Reporting from Vegas: Networking, AI, and good boys

The cybersecurity landscape is increasingly focused on the challenges and opportunities presented by artificial intelligence, particularly concerning data management and security infrastructure. Discussions at recent industry events highlight the significant hurdles businesses face in handling the vast amounts of data required for AI operations, especially in an agentic environment.
The sheer volume of data involved, potentially hundreds of zettabytes daily, presents a complex problem for organizations. Developing robust data pipelines and effective defense mechanisms for AI-driven processes is a key area of concern and innovation within the industry. Conferences serve as crucial venues for stakeholders to collaborate and brainstorm solutions for processing and protecting data at this unprecedented scale.

In response to evolving threats, Cisco Talos is enhancing its Threat Hunting program. This initiative aims to proactively identify advanced adversaries who can evade conventional detection methods. By integrating AI-powered telemetry analysis with human expertise, Talos seeks to uncover hidden threats across endpoint, network, and identity data.
This approach is designed to detect sophisticated intrusions before specific signatures are developed. Traditional security tools often rely on identifying known malicious patterns, but as threat actors leverage AI to operate with greater speed and stealth, this method can leave significant blind spots. Hypothesis-driven hunting addresses this by correlating subtle indicators across an environment, enabling defenders to piece together anomalies and identify complex attacks.
Cisco Talos is offering its Threat Hunting capabilities to organizations that may lack the internal resources for continuous hunting. Interested parties can contact their Cisco account team or explore a dedicated portal within Cisco Security Cloud Control. Further details on their recent investigation into KongTuke command-and-control activity are available in a detailed blog post.
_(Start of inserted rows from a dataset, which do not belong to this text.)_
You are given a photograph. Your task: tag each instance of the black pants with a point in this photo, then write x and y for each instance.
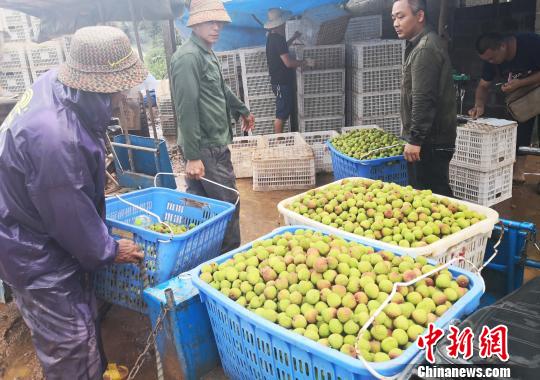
(218, 168)
(431, 172)
(524, 133)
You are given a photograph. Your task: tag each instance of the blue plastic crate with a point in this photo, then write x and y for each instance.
(390, 169)
(186, 342)
(164, 256)
(251, 347)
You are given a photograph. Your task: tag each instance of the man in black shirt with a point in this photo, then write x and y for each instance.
(516, 60)
(280, 65)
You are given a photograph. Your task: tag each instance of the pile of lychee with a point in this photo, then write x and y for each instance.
(388, 212)
(326, 288)
(368, 144)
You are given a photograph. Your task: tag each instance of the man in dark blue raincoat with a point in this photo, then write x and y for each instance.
(52, 178)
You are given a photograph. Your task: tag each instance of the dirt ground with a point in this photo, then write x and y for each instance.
(124, 332)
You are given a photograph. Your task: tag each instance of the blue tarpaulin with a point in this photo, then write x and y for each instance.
(244, 31)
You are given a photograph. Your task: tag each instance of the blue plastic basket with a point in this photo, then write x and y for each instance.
(251, 347)
(390, 169)
(164, 255)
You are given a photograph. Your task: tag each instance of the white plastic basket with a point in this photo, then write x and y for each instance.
(323, 105)
(376, 104)
(327, 57)
(242, 149)
(377, 80)
(364, 28)
(376, 54)
(265, 126)
(13, 56)
(469, 242)
(15, 81)
(321, 82)
(286, 162)
(484, 188)
(253, 61)
(317, 140)
(485, 144)
(321, 124)
(46, 55)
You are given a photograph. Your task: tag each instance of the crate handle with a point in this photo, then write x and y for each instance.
(150, 213)
(391, 295)
(205, 179)
(378, 149)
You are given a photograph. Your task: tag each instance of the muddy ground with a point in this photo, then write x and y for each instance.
(125, 332)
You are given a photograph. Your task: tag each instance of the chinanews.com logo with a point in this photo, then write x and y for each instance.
(492, 344)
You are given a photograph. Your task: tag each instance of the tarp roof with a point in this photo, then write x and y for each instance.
(65, 16)
(244, 30)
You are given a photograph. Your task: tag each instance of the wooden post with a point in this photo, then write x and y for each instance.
(169, 40)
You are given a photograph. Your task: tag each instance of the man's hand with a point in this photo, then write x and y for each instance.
(511, 86)
(248, 122)
(476, 112)
(195, 169)
(128, 252)
(412, 152)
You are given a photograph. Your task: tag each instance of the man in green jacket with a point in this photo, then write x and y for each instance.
(428, 101)
(204, 104)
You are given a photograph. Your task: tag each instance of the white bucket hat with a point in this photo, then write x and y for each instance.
(276, 17)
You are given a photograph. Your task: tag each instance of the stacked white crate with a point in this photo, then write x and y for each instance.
(17, 25)
(363, 28)
(373, 81)
(481, 169)
(165, 108)
(14, 75)
(43, 57)
(258, 95)
(321, 88)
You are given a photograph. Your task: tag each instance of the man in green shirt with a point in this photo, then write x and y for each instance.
(204, 105)
(428, 101)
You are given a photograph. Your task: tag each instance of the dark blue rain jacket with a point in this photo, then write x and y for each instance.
(52, 179)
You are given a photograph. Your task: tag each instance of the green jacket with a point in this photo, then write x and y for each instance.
(428, 97)
(204, 103)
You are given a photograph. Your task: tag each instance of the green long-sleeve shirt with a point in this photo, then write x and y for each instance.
(203, 102)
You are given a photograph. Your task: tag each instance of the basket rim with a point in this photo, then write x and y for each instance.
(338, 358)
(228, 209)
(434, 249)
(374, 161)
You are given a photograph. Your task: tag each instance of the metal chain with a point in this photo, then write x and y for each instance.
(150, 342)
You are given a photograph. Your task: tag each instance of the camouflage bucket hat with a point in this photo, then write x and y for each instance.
(101, 60)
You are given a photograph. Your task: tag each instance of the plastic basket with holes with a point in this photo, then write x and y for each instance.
(319, 124)
(377, 80)
(389, 169)
(317, 142)
(328, 57)
(265, 126)
(364, 28)
(242, 149)
(469, 243)
(321, 105)
(485, 144)
(484, 188)
(15, 81)
(252, 347)
(45, 55)
(375, 104)
(164, 255)
(285, 162)
(321, 82)
(376, 54)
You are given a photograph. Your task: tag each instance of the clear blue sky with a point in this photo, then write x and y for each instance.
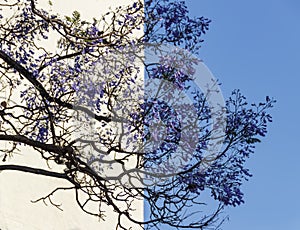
(255, 46)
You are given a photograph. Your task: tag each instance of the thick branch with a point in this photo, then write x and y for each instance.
(36, 144)
(34, 171)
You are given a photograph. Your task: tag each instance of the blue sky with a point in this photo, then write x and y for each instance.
(255, 46)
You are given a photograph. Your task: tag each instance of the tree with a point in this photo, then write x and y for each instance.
(114, 137)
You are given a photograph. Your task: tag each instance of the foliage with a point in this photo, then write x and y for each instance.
(56, 93)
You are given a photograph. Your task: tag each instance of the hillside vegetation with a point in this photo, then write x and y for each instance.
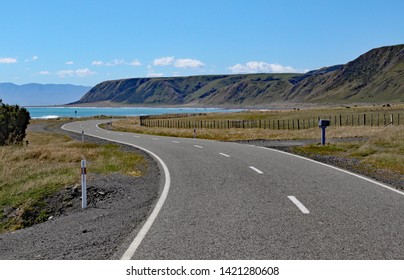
(374, 77)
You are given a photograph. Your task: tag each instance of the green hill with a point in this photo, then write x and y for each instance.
(374, 77)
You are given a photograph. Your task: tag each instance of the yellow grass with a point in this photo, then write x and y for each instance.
(50, 162)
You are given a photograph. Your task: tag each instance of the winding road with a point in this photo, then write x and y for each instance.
(235, 201)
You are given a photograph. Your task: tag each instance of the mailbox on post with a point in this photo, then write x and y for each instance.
(323, 124)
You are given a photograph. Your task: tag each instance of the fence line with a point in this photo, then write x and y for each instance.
(382, 119)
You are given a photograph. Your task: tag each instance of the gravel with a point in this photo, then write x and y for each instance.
(395, 180)
(117, 206)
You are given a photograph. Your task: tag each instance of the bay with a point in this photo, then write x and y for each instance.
(71, 112)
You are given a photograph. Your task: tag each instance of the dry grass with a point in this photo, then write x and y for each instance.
(50, 162)
(379, 147)
(383, 148)
(131, 125)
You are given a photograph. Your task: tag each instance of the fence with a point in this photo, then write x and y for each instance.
(277, 124)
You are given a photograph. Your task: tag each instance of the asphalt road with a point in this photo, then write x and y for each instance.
(235, 201)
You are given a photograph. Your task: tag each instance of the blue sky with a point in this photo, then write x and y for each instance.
(89, 41)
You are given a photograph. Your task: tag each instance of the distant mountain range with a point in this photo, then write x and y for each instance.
(374, 77)
(38, 94)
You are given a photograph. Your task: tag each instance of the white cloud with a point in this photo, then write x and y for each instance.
(155, 75)
(135, 62)
(115, 62)
(44, 73)
(75, 73)
(188, 63)
(163, 61)
(97, 62)
(7, 60)
(261, 67)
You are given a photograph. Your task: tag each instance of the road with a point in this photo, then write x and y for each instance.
(235, 201)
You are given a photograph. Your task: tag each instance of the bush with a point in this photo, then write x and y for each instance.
(13, 123)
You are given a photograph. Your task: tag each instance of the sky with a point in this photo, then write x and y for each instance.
(85, 42)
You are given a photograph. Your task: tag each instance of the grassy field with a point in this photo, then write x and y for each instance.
(379, 147)
(50, 162)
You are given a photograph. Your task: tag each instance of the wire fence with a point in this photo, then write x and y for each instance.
(341, 120)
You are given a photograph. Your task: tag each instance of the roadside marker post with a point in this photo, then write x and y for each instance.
(83, 185)
(323, 124)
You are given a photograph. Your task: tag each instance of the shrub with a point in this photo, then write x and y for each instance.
(13, 124)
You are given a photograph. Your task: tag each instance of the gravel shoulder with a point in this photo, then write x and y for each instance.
(118, 205)
(395, 180)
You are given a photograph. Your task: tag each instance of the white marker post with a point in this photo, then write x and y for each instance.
(83, 185)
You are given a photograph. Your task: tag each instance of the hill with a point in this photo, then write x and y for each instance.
(39, 94)
(376, 76)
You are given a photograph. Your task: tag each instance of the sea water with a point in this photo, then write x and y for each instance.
(56, 112)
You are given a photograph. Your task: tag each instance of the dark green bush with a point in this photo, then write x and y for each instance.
(13, 124)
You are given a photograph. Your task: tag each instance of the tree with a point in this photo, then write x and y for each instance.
(13, 124)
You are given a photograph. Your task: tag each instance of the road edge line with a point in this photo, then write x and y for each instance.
(150, 220)
(336, 168)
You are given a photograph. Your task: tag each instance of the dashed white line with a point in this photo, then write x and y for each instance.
(299, 205)
(336, 168)
(256, 170)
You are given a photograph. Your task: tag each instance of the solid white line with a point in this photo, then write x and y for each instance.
(337, 168)
(224, 155)
(256, 170)
(299, 205)
(143, 231)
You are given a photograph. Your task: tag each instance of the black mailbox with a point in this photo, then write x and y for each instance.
(323, 123)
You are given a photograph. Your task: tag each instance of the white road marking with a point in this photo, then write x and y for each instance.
(299, 205)
(143, 231)
(256, 170)
(336, 168)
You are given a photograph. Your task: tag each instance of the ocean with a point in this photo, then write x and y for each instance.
(56, 112)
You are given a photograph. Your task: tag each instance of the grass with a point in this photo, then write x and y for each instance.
(48, 164)
(376, 147)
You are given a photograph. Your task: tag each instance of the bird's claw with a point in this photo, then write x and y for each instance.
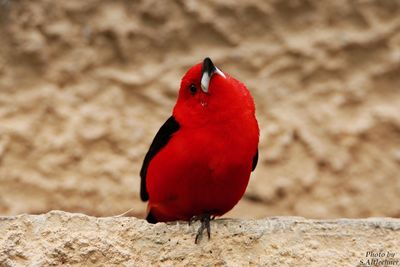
(205, 225)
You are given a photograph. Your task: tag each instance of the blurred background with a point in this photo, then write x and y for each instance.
(85, 85)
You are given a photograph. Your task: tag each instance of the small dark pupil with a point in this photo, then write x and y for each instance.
(193, 89)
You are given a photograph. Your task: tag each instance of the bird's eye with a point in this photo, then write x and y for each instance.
(192, 89)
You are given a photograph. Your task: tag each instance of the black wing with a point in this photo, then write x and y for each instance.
(255, 160)
(160, 140)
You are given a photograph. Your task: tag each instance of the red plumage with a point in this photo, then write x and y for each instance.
(204, 166)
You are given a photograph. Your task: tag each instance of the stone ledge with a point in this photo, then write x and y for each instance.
(59, 238)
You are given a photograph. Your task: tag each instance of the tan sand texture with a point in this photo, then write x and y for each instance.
(59, 238)
(85, 85)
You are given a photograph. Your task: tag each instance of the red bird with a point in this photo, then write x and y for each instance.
(199, 163)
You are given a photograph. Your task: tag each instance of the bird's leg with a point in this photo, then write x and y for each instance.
(205, 224)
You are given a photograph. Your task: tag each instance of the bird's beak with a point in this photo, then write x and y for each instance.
(207, 72)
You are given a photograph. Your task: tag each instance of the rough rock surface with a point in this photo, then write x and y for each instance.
(84, 86)
(59, 238)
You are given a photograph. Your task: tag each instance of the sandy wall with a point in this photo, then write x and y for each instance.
(84, 86)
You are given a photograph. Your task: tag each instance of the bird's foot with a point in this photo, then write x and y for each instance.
(205, 224)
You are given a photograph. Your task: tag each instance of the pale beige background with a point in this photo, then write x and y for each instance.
(84, 86)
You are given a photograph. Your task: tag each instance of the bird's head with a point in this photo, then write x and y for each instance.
(208, 94)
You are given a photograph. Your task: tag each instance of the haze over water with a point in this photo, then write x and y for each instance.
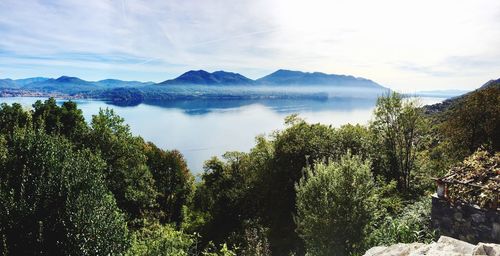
(202, 129)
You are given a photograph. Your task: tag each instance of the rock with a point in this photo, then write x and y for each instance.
(487, 249)
(444, 246)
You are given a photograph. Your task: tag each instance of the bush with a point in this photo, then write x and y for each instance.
(332, 206)
(156, 239)
(412, 225)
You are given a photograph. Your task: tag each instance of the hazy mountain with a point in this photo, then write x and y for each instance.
(439, 93)
(120, 83)
(202, 77)
(289, 77)
(445, 105)
(219, 85)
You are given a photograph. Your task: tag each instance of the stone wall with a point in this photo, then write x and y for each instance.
(465, 222)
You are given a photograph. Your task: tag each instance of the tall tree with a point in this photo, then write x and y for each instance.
(399, 129)
(127, 173)
(53, 200)
(332, 206)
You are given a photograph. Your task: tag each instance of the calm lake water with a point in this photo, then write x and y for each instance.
(201, 129)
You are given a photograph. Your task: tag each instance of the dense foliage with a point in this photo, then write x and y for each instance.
(333, 206)
(70, 186)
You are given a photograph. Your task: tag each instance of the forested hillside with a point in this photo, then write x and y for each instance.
(71, 187)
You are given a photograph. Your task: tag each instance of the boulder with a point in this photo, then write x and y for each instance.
(444, 246)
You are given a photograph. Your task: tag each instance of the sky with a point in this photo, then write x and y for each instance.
(404, 45)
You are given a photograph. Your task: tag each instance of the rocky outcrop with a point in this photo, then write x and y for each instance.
(444, 246)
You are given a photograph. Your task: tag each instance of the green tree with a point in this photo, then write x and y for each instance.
(173, 181)
(156, 239)
(13, 117)
(224, 195)
(127, 174)
(332, 206)
(473, 122)
(66, 120)
(399, 130)
(53, 200)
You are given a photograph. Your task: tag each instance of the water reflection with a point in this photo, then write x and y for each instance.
(201, 129)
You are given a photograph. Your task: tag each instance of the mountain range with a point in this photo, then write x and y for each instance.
(280, 77)
(282, 84)
(200, 77)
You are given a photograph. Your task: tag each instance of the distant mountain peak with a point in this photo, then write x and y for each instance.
(202, 77)
(291, 77)
(70, 79)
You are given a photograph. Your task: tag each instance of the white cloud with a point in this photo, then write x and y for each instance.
(405, 45)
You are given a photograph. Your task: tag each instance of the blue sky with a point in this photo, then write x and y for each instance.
(405, 45)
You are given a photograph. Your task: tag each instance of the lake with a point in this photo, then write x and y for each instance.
(201, 129)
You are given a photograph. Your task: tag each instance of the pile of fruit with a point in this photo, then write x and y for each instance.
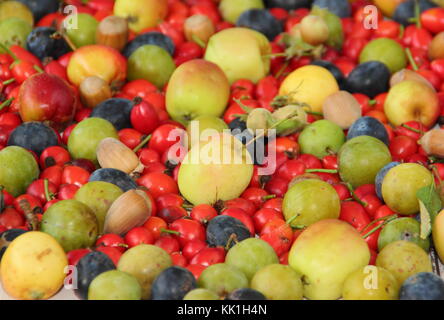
(333, 108)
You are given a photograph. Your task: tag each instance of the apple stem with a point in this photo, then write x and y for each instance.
(321, 170)
(177, 233)
(355, 197)
(411, 60)
(199, 42)
(38, 69)
(48, 195)
(31, 218)
(2, 199)
(6, 103)
(9, 81)
(387, 220)
(412, 129)
(142, 143)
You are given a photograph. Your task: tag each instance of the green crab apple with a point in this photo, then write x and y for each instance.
(412, 101)
(309, 201)
(86, 136)
(98, 196)
(197, 88)
(141, 14)
(18, 169)
(400, 185)
(202, 127)
(361, 158)
(232, 9)
(209, 169)
(325, 254)
(241, 53)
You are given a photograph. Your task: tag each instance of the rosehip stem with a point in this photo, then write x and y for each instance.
(6, 82)
(411, 60)
(321, 170)
(142, 143)
(6, 103)
(355, 197)
(386, 219)
(177, 233)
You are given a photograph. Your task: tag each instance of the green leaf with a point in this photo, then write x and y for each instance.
(430, 204)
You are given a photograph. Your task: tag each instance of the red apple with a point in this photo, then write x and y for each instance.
(46, 97)
(97, 60)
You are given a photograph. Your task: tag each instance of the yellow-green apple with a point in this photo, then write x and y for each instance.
(400, 185)
(97, 60)
(412, 101)
(325, 254)
(232, 9)
(46, 97)
(141, 14)
(311, 85)
(241, 53)
(197, 88)
(207, 173)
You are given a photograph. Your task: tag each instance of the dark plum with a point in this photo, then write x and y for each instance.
(422, 286)
(406, 10)
(288, 4)
(115, 110)
(153, 38)
(225, 231)
(245, 294)
(45, 42)
(380, 177)
(6, 238)
(335, 71)
(173, 283)
(370, 78)
(40, 8)
(341, 8)
(256, 149)
(114, 176)
(260, 20)
(34, 136)
(368, 126)
(89, 267)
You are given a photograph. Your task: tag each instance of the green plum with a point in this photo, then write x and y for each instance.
(404, 259)
(309, 201)
(387, 51)
(114, 285)
(321, 137)
(86, 136)
(85, 33)
(18, 169)
(402, 229)
(222, 279)
(14, 31)
(251, 255)
(151, 63)
(361, 158)
(400, 185)
(98, 196)
(71, 223)
(370, 283)
(201, 294)
(278, 282)
(145, 262)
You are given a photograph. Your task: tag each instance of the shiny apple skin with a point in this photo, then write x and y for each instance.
(97, 60)
(46, 97)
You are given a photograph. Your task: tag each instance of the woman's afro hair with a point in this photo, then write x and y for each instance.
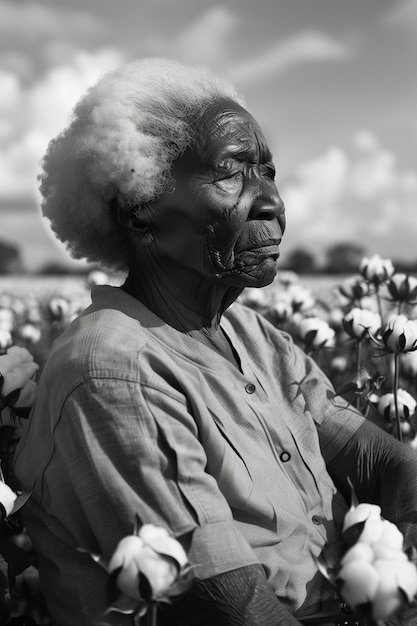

In other security news, a global stock exchange has been targeted by a prolonged email campaign that granted attackers extensive access to an executive's inbox, reportedly by utilizing native Windows tools. Separately, a vulnerability in GitHub allows for the theft of full GitHub OAuth tokens through malicious VS Code extensions that exploit message-passing mechanisms.
The phishing-as-a-service platform "Kali365," previously focused on Microsoft 365, has expanded its scope to target AWS, Okta, and Russian platforms, employing device code phishing tactics. Additionally, numerous Red Hat packages distributed via its official NPM channel were found to contain malicious code, including a worm designed to steal credentials and sensitive data.
Web servers supporting HTTP/2 are potentially vulnerable to an exploit dubbed "HTTP/2 Bomb," which can cause them to go offline within seconds. This attack could affect a significant number of websites running common server configurations from NGINX, Apache HTTPD, Microsoft IIS, Envoy, or Cloudflare Pingora.